W prawej dłoni dalej trzymałem 'ten' pistolet, natomiast lewą sięgnąłem po drugi taki sam leżący na stole. Odwróciłem się do mojego kolosa podniosłem dłonie na wysokość ramion tak żeby Saru mógł zobaczyć co w nich trzymam.
-Dobrze się z nich strzela.-odezwałem się głosem bez emocji.
-Świetnie, no to teraz czas nauczyć cię budzić płomień. Chodź tu, tylko zabezpiecz pistolety.-końcówkę zdania zaakcentował w taki sposób jakby się obawiał, że znowu do niego strzele.
Zrobiłem co kazał, wsadziłem pistolety lufami za pasek, tak jak to robią w filmach i podszedłem.
-Wyciągnij rękę przed siebie.-Rozkazał.-Całą swoją uwagę skup na pierścieniu.
Wyciągnąłem.
-Siła płomienia jest równa twojej sile woli.-czułem się jak na lekcji fizyki. nic nie czaiłem.
-Czyli?
-To nic nadzwyczajnego. Po prostu, chcesz żeby płomień zapłoną to zapłonie.
-Ale...?-czułem że jest haczyk.
-No bo niektórzy mają słabą siłę woli i nie dadzą rady kontrolować płomienia.
-No dobra. Wróćmy do... tego co robiliśmy-chciałem to już skończyć.
-W porządku. Nie myśl o niczym innym tylko o tym co chcesz osiągnąć...-zamknąłem oczy.
Osiągnąć...
Wzniecenie płomienia... Nie. To nie to...
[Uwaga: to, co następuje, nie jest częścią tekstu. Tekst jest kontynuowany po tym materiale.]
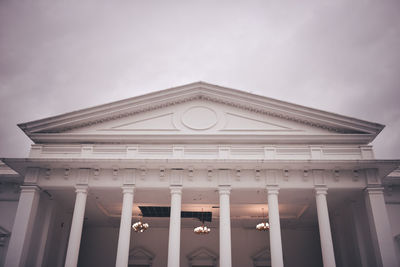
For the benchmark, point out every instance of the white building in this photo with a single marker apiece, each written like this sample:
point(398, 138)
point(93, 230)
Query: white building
point(200, 152)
Wokół siebie słyszałem jakieś szumy.
To co chciałem osiągnąć... co to było...
Nie byłem tu z własne woli.
Ja... ja chciałem zemsty.
Król kryminalistów...

Otworzyłem oczy, obok mnie nie było już Saru, nie byłem też w tej sali treningowej, stałem z opuszczonymi bezwładnie rękami. Wokół mnie było całkiem czarno oprócz dwoje czerwono czarnych oczu. Na przeciwko mnie stała jakaś postać z tym świdrującym spojrzeniem.
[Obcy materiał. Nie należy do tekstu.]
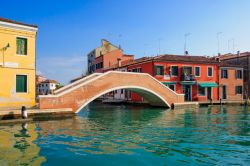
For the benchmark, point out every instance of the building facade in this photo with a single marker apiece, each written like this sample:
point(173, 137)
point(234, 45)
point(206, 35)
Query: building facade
point(243, 60)
point(230, 82)
point(194, 76)
point(47, 87)
point(17, 64)
point(198, 77)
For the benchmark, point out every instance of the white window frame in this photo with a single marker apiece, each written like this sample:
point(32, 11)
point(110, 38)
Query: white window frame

-Ty...?-odezwał się mrocznym głosem.-Ty chcesz mnie zabić? Ha! Jak niby mały gówniarz jak ty mógłby mnie chociażby drasnąć bez płomienia.
-Ty draniu...-coś mnie przyduszało.
-Nie rozśmieszaj mnie! Jesteś tylko pozostałością po niej, nie dorównasz jej. Ona przynajmniej mnie zraniła.
-Ja...
-Zamknij się! Nie prób...
Zacisnąłem rękę w pięść.
-Wracaj tu!!!
Uczucie odrętwienia minęło. Odzyskałem czucie. Czułem ciepło wokół siebie. takie przyjemne ciepło jakby ktoś okrył mnie kocem i jeszcze przytulił. Ktoś delikatną rękę położył na moim ramieniu.
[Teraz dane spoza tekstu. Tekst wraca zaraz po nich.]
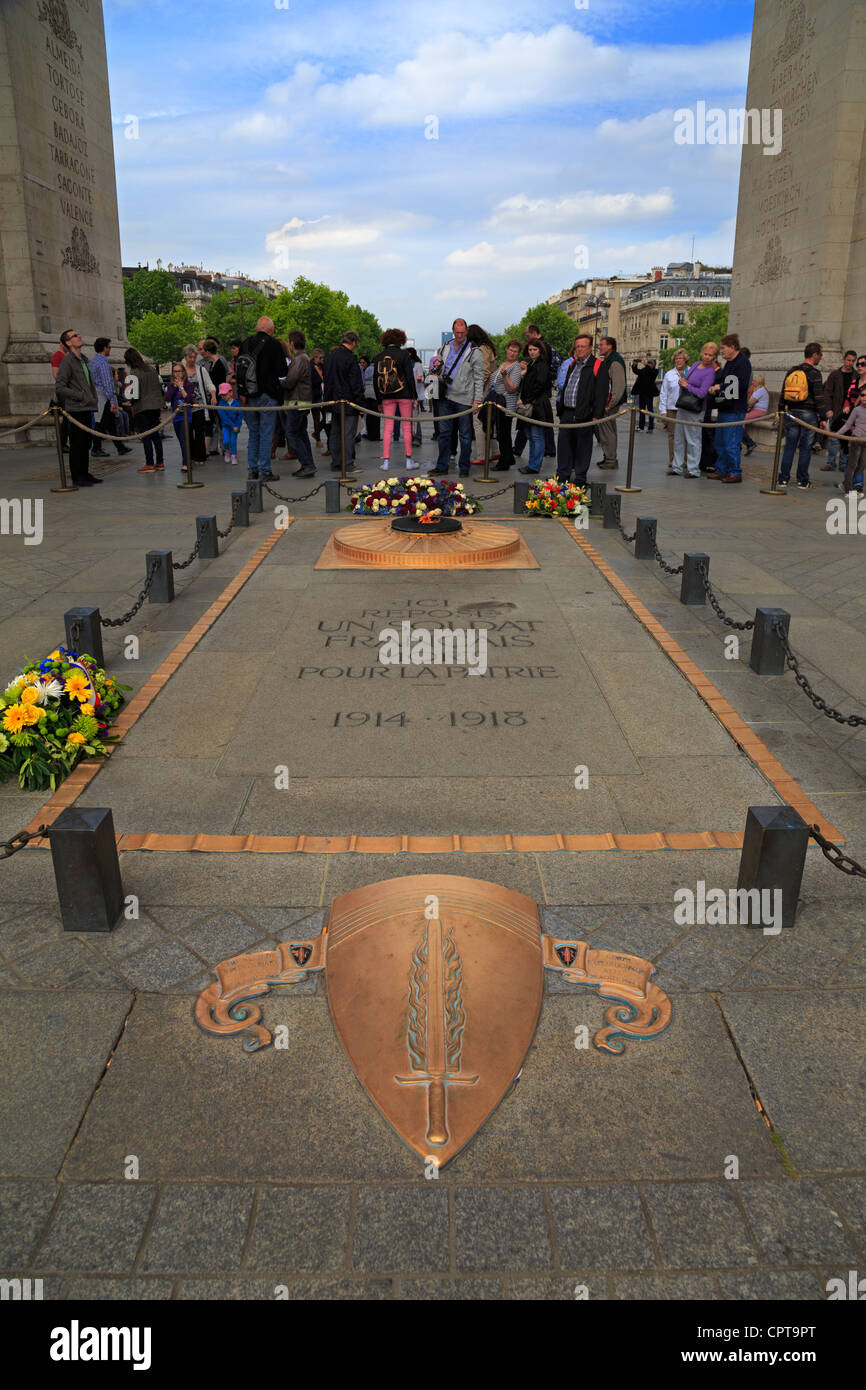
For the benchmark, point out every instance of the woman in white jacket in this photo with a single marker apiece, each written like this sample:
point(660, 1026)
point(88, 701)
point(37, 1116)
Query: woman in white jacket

-Nareszcie mnie wezwałeś.-uwodzicielski kobiecy głos coś szeptał mi do ucha.
Spojrzałem na swoje ramię Dłoń była delikatna, kobiecy i... świecąca? Tak, była bardzo jasna z pomarańczową poświatą. Chciałem odwrócić głowę i spojrzeć w twarz kobiecie ale coś mnie powstrzymywało. Ręka powędrowała niżej. (bez skojarzeń) Kobieta delikatnym gestem podniosła moją zaciśniętą w pięść prawą rękę.
-Już czas...-szepnęła.
Nagle ocknąłem się z powrotem w sali do treningu. obok mnie stał Wujek a rękę w dalszym ciągu miałem wyciągniętą przed siebie.
-Uhh... co to było?-zachwiałem się.
-Co takiego?
-No to, to takie to...
-Bardzo szczegółowy ten opis...
-No bo było ciemno i.... ciebie nie było... i było on...-nie mogłem się wysłowić.
-Ach to... słyszałem że Beatrix i Danveld też to mięli.
-No ale co to było!?
-Spokojnie, nie bulwersuj się tak. Podobno że pierścienie antyczne muszą cię zaakceptować zanim ich użyjesz. Siostra mi opowiadała mi o czymś na wzór snu na jawie...
-No, no, no. Coś w ten deseń.
-No i że tam było ciemno i że jej życiowy cel stał na wyciągnięcie ręki.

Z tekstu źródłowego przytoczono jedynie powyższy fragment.